Josef Roman Lorenz, later ennobled as Josef Roman Lorenz Ritter von Liburnau (26 November 1825, Linz – 13 November 1911, Vienna), was an Austrian naturalist. He is known for his studies in the fields of meteorology, phytogeography and agricultural sciences. He was the father of zoologist Ludwig Lorenz von Liburnau (1856–1943).

He studied at the University of Vienna, later working as a Mittelschulprofessor (middle school professor) in Salzburg und Fiume. From 1861 he served as a ministry official in Vienna. In 1872 he was co-founder of the School of Agricultural Sciences in Vienna, and from 1878 to 1899 was president of the Austrian Meteorological Society.

== Writings ==
- Allgemeine Resultate aus den pflanzengeographischen und genetischen Untersuchungen der Moore im präalpinen Hügellande Salzburgs, 1858 - General results from the phytogeographical and genetic studies of pre-alpine bogs in the hill country of Salzburg.

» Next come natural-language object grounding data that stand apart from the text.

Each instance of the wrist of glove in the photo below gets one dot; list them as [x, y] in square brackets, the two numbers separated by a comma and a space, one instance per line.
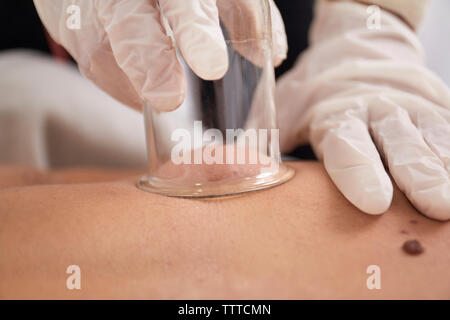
[361, 97]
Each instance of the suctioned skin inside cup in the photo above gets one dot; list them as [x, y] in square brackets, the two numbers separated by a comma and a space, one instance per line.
[238, 175]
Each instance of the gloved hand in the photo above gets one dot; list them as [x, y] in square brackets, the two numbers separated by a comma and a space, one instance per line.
[360, 96]
[122, 45]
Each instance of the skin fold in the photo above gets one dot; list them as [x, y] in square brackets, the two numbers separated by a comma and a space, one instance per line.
[302, 239]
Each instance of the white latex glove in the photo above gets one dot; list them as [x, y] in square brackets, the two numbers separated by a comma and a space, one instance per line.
[122, 45]
[357, 94]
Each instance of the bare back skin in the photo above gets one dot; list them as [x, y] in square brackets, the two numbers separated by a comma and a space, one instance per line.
[299, 240]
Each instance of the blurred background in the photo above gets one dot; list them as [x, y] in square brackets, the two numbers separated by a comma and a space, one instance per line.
[51, 117]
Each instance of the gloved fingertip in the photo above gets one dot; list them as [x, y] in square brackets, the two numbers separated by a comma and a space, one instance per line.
[375, 203]
[367, 188]
[434, 205]
[165, 103]
[211, 66]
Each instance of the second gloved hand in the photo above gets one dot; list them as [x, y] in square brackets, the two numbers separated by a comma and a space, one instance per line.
[123, 47]
[360, 96]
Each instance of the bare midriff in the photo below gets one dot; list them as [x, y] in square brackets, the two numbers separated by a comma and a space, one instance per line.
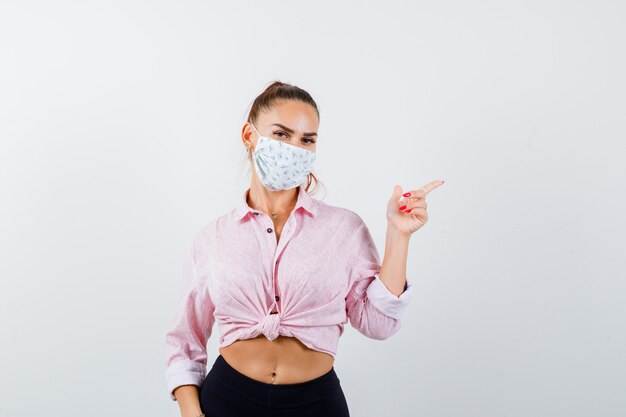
[285, 360]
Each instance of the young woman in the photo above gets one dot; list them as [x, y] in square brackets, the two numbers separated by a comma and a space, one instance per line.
[281, 274]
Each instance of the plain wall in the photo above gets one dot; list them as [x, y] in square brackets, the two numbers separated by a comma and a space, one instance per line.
[120, 127]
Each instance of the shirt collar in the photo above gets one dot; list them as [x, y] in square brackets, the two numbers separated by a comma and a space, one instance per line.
[304, 200]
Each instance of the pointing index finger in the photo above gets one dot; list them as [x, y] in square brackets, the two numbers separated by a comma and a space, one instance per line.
[431, 186]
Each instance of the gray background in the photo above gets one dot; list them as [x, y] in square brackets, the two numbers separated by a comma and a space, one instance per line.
[120, 137]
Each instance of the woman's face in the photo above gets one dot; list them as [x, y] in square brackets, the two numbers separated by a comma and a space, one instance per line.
[290, 121]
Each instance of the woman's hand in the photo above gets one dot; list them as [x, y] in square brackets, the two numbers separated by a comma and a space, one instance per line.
[406, 212]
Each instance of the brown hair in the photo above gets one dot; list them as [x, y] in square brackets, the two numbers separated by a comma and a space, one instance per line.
[274, 93]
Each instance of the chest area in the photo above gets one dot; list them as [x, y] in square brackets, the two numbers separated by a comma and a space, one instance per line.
[300, 263]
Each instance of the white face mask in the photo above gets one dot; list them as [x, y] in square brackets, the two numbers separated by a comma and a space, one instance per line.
[280, 165]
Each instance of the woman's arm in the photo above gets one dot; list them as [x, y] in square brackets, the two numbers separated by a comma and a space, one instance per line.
[188, 400]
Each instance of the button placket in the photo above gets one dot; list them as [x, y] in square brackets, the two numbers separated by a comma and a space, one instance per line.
[286, 236]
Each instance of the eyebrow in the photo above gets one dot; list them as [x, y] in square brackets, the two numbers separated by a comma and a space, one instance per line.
[292, 131]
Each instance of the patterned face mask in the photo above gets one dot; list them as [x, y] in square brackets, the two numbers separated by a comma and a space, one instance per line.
[280, 165]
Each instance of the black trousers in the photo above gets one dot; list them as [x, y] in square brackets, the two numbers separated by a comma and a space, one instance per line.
[225, 392]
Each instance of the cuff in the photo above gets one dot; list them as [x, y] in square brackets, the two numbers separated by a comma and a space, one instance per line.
[387, 302]
[184, 372]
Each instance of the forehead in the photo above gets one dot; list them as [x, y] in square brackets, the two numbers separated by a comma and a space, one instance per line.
[291, 113]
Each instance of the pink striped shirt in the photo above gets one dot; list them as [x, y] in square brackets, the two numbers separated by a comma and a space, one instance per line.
[323, 270]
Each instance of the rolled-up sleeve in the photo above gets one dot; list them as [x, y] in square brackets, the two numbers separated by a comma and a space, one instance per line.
[191, 327]
[371, 308]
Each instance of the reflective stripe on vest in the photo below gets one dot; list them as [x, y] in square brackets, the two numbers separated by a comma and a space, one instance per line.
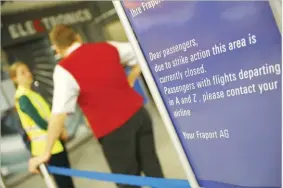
[37, 135]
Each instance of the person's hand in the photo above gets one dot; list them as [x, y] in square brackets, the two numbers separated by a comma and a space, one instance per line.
[36, 161]
[131, 82]
[64, 136]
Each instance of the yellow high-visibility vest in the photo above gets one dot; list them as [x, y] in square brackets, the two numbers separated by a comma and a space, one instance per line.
[37, 135]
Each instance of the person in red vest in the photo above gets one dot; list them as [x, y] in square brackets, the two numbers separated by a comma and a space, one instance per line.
[93, 76]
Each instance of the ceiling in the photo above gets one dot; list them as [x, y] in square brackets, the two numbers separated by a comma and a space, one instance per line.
[12, 7]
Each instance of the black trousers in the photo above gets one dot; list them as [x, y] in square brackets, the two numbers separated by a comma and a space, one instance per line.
[61, 160]
[131, 148]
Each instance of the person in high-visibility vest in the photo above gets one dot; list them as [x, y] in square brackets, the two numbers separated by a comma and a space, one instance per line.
[34, 113]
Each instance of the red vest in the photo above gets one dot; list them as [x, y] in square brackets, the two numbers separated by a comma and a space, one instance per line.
[105, 96]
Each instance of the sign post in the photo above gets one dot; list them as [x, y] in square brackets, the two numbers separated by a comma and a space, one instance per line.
[214, 70]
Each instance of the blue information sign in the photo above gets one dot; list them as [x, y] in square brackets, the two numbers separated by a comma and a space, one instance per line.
[217, 66]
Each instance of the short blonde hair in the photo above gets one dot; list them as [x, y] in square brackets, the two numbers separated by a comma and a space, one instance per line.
[14, 68]
[63, 36]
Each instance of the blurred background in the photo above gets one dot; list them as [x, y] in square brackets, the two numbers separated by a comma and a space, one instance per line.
[24, 37]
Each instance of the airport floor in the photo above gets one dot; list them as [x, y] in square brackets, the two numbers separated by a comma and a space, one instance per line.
[90, 157]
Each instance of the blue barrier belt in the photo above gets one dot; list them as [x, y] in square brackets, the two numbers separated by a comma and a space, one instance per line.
[121, 179]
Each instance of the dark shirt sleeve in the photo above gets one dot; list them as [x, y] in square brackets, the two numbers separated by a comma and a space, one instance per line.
[28, 108]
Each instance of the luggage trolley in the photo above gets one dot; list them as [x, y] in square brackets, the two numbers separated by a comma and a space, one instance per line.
[46, 176]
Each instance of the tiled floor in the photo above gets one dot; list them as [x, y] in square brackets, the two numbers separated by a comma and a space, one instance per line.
[89, 157]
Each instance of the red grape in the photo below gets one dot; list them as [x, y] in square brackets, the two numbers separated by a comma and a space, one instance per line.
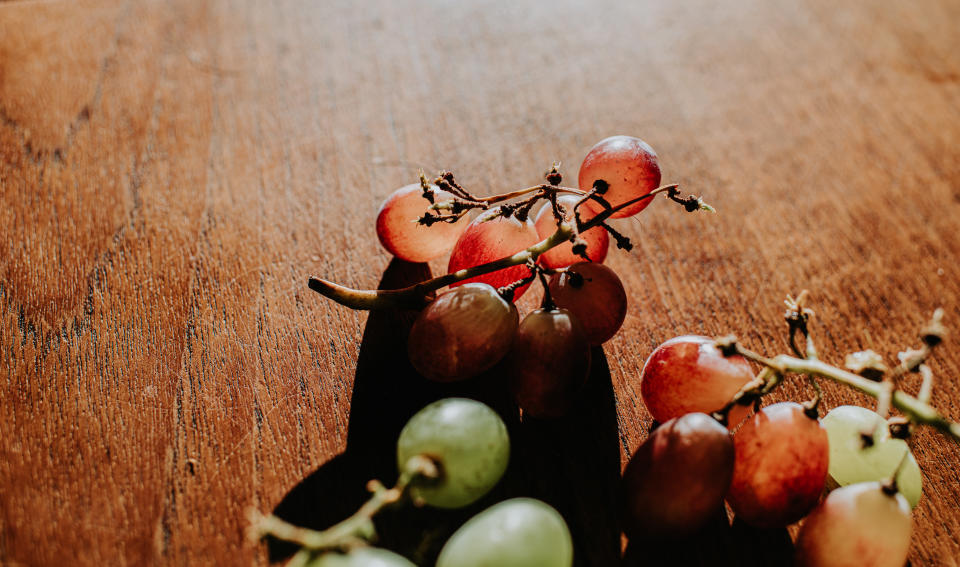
[781, 466]
[860, 525]
[562, 256]
[688, 374]
[549, 362]
[408, 240]
[488, 240]
[630, 168]
[462, 333]
[595, 295]
[676, 480]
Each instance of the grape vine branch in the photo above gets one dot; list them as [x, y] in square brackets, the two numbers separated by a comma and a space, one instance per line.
[418, 295]
[872, 379]
[355, 531]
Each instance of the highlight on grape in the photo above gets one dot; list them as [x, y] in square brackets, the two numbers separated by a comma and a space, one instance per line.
[717, 443]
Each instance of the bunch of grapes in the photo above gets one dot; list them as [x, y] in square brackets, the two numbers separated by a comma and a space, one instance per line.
[716, 445]
[475, 325]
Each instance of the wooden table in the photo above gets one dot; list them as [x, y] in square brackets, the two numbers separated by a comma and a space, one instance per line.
[173, 171]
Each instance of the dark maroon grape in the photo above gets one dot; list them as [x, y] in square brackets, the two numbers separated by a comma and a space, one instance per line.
[595, 295]
[676, 480]
[629, 167]
[549, 362]
[462, 333]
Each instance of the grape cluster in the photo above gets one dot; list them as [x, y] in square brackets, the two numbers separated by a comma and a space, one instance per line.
[715, 444]
[474, 325]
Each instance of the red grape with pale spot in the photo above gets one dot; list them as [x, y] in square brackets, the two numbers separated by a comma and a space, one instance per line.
[781, 466]
[408, 240]
[488, 240]
[462, 333]
[688, 374]
[630, 168]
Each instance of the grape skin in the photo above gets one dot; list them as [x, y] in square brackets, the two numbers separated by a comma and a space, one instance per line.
[408, 240]
[490, 238]
[469, 442]
[599, 302]
[549, 362]
[677, 479]
[597, 238]
[462, 333]
[689, 374]
[851, 462]
[630, 167]
[781, 466]
[521, 532]
[361, 557]
[857, 525]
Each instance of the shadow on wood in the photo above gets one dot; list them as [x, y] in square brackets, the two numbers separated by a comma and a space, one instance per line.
[572, 463]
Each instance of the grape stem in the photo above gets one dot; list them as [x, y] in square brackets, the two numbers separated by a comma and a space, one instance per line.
[916, 409]
[418, 295]
[355, 531]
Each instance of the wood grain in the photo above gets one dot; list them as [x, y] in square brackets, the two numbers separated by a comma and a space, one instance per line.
[172, 171]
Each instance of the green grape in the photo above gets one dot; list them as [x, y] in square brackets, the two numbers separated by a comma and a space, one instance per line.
[515, 533]
[469, 442]
[851, 463]
[361, 557]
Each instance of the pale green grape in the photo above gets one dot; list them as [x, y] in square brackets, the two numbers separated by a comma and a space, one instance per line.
[850, 462]
[521, 532]
[469, 442]
[361, 557]
[860, 525]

- Physikalische verhältnisse und vertheilung der organismen im Quarnerischen golfe, 1863 - Physical relationships and distribution of organisms in the Gulf of Quarnero.
- Die Bodenkultur Österreichs, 1873 - Natural resources of Austria.
- Lehrbuch der Klimatologie für Land- und Forstwirthe, 1874 - Textbook of climatology for agriculture and forestry.
- Über Bedeutung und Vertretung der land- und forstwirthschaftlichen Meteorologie, 1877 - Meaning and representation of agricultural and forest meteorology.
- Wald, Klima und Wasser, 1878 - Forest, climate and water.